Utilize a CTE (Common Table Expression) combined with the ROW_NUMBER() window function to tag duplicates deterministically. Partition the dataset by the unique logical key columns (sensor_id, granularity), and apply an ORDER BY clause that reflects your retention priority: signal_strength DESC followed by timestamp ASC, and crucially, the PRIMARY KEY (e.g., log_id) as a final tie-breaker to guarantee determinism. The outer query then deletes all records where the assigned row number exceeds one, ensuring only the highest-priority row per group survives.
WITH RankedLogs AS ( SELECT log_id, ROW_NUMBER() OVER ( PARTITION BY sensor_id, granularity ORDER BY signal_strength DESC, timestamp ASC, log_id ASC ) AS priority_rank FROM telemetry_logs ) DELETE FROM telemetry_logs WHERE log_id IN ( SELECT log_id FROM RankedLogs WHERE priority_rank > 1 );
An industrial IoT platform ingested high-frequency vibration data from manufacturing robots into a table named machine_telemetry. Due to MQTT broker retries during network partitions, approximately forty percent of the table consisted of duplicate recordings sharing the same robot_id and time_bucket, yet differing slightly in payload checksums. Reporting dashboards were double-counting operational hours, skewing maintenance schedules.
Solution 1: Correlated Self-Join. One approach involved joining the table to itself on robot_id and time_bucket, deleting rows where the surrogate key was greater than the partner's key. This method required no window functions. However, its time complexity approached O(N²), causing severe performance degradation on the 300-million-row dataset, and it handled NULL values in composite keys incorrectly by failing to match them.
Solution 2: Staging Table with Grouping. Engineers considered creating a temporary table housing only the surviving log_ids identified via GROUP BY and MIN() aggregations, then truncating the original and re-inserting. While logically sound, this required significant temporary storage space, necessitated DDL privileges not available in the restricted production environment, and created a brief window where data appeared missing to concurrent readers.
Solution 3: Window Function CTE. The team implemented the ROW_NUMBER() strategy, partitioning by the duplicate key (robot_id, time_bucket) and ordering by signal quality metrics. This solution executed as a single atomic transaction, preventing data inconsistency during the cleanup. It processed the entire backlog in under four minutes and reduced storage costs by forty percent without taking the table offline.

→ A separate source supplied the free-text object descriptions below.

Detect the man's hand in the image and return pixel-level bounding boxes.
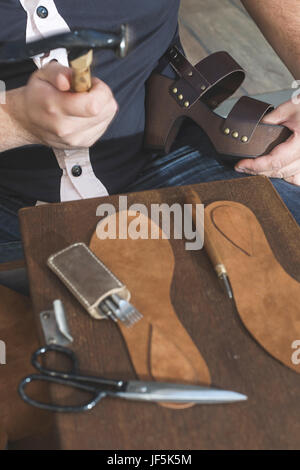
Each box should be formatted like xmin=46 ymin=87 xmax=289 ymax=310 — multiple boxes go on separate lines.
xmin=238 ymin=1 xmax=300 ymax=185
xmin=3 ymin=61 xmax=118 ymax=151
xmin=235 ymin=100 xmax=300 ymax=185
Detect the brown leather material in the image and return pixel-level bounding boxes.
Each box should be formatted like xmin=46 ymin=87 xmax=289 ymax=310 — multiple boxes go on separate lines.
xmin=0 ymin=430 xmax=7 ymax=450
xmin=167 ymin=46 xmax=245 ymax=110
xmin=47 ymin=242 xmax=130 ymax=320
xmin=89 ymin=211 xmax=211 ymax=410
xmin=0 ymin=285 xmax=52 ymax=448
xmin=167 ymin=46 xmax=211 ymax=103
xmin=145 ymin=72 xmax=292 ymax=158
xmin=204 ymin=201 xmax=300 ymax=373
xmin=223 ymin=96 xmax=274 ymax=143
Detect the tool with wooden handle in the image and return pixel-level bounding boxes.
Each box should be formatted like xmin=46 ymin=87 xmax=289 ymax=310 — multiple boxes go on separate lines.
xmin=0 ymin=25 xmax=131 ymax=92
xmin=69 ymin=49 xmax=94 ymax=92
xmin=186 ymin=189 xmax=233 ymax=299
xmin=68 ymin=25 xmax=130 ymax=92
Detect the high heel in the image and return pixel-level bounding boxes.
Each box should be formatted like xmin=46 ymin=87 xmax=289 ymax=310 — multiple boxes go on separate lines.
xmin=145 ymin=46 xmax=291 ymax=158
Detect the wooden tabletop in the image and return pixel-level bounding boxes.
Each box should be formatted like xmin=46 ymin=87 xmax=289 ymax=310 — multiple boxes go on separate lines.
xmin=19 ymin=176 xmax=300 ymax=450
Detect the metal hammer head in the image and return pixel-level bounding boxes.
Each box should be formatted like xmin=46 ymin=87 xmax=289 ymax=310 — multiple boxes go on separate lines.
xmin=0 ymin=25 xmax=131 ymax=64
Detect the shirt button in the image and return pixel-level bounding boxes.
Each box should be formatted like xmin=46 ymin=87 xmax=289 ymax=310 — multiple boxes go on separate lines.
xmin=71 ymin=165 xmax=82 ymax=177
xmin=36 ymin=6 xmax=49 ymax=18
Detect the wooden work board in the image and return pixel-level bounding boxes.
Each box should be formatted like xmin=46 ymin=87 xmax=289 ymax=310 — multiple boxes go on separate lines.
xmin=19 ymin=176 xmax=300 ymax=450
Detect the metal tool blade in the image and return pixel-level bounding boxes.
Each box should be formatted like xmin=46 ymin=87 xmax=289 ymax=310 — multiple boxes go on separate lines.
xmin=220 ymin=273 xmax=233 ymax=300
xmin=99 ymin=294 xmax=142 ymax=327
xmin=114 ymin=381 xmax=247 ymax=404
xmin=0 ymin=28 xmax=124 ymax=64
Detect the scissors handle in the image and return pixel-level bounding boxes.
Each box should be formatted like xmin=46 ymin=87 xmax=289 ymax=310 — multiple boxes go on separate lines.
xmin=19 ymin=344 xmax=125 ymax=413
xmin=18 ymin=373 xmax=106 ymax=413
xmin=31 ymin=344 xmax=78 ymax=376
xmin=31 ymin=344 xmax=123 ymax=387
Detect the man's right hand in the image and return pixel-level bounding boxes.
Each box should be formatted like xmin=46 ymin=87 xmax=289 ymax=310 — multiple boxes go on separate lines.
xmin=1 ymin=61 xmax=118 ymax=151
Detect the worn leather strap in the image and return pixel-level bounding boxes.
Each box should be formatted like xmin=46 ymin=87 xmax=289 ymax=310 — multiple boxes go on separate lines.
xmin=223 ymin=96 xmax=274 ymax=143
xmin=166 ymin=45 xmax=245 ymax=109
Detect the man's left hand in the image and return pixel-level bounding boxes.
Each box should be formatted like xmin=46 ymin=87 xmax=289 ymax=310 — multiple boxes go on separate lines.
xmin=235 ymin=99 xmax=300 ymax=186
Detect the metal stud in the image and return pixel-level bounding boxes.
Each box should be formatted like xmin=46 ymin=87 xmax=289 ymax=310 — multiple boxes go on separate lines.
xmin=188 ymin=71 xmax=193 ymax=77
xmin=241 ymin=136 xmax=248 ymax=143
xmin=232 ymin=131 xmax=239 ymax=139
xmin=173 ymin=88 xmax=178 ymax=94
xmin=184 ymin=101 xmax=190 ymax=108
xmin=224 ymin=128 xmax=230 ymax=135
xmin=201 ymin=85 xmax=206 ymax=91
xmin=178 ymin=94 xmax=183 ymax=100
xmin=169 ymin=48 xmax=178 ymax=59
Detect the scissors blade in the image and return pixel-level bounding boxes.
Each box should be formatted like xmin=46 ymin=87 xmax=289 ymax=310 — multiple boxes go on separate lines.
xmin=114 ymin=381 xmax=247 ymax=404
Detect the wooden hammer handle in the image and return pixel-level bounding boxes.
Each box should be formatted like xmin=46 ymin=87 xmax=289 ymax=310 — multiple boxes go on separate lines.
xmin=69 ymin=49 xmax=93 ymax=92
xmin=188 ymin=189 xmax=227 ymax=277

Why must a truly unique primary key always serve as the final column in the ORDER BY clause of a deduplication window function, even when business logic seemingly dictates ordering solely by a non-unique timestamp?
In ANSI SQL, the ordering of rows that possess identical values for all specified ORDER BY keys is non-deterministic. If two duplicate records share the exact same timestamp and signal_strength, the database engine is free to arrange them arbitrarily. Consequently, executing the deletion logic multiple times might randomly select different rows for preservation, leading to inconsistent results and potential loss of critical data. Appending the PRIMARY KEY ensures a total ordering, guaranteeing idempotent and reproducible deletions.
How does ANSI SQL treat NULL values within a PARTITION BY clause compared to standard equality predicates in a join condition, and why does this distinction endanger deduplication accuracy?
Within GROUP BY or PARTITION BY clauses, ANSI SQL treats NULL values as indistinguishable and groups them together (effectively, NULL equals NULL for aggregation). Conversely, in WHERE clauses or join predicates (ON t1.x = t2.x), the expression NULL = NULL evaluates to UNKNOWN, not TRUE. Therefore, if deduplicating via a self-join, rows with NULL values in the matching columns will never be recognized as duplicates, causing them to survive erroneously. To handle NULLs correctly in joins, you must employ the IS NOT DISTINCT FROM syntax (ANSI SQL:1999).
When removing millions of duplicates in a single transaction, what specific concurrency and resource hazard threatens production stability, and what ANSI SQL technique mitigates this risk?
A monolithic DELETE statement acquires EXCLUSIVE LOCKS on every affected row, potentially escalating to a table-level lock that blocks all concurrent inserts and reads. Furthermore, it generates massive TRANSACTION LOG growth, risking disk exhaustion or recovery failures. To mitigate this while adhering to ANSI SQL, one must process the deletions in batches. This involves iteratively deleting a limited subset identified by FETCH FIRST n ROWS ONLY within a subquery or using a scrollable cursor, committing each small transaction independently to release locks and truncate log segments progressively.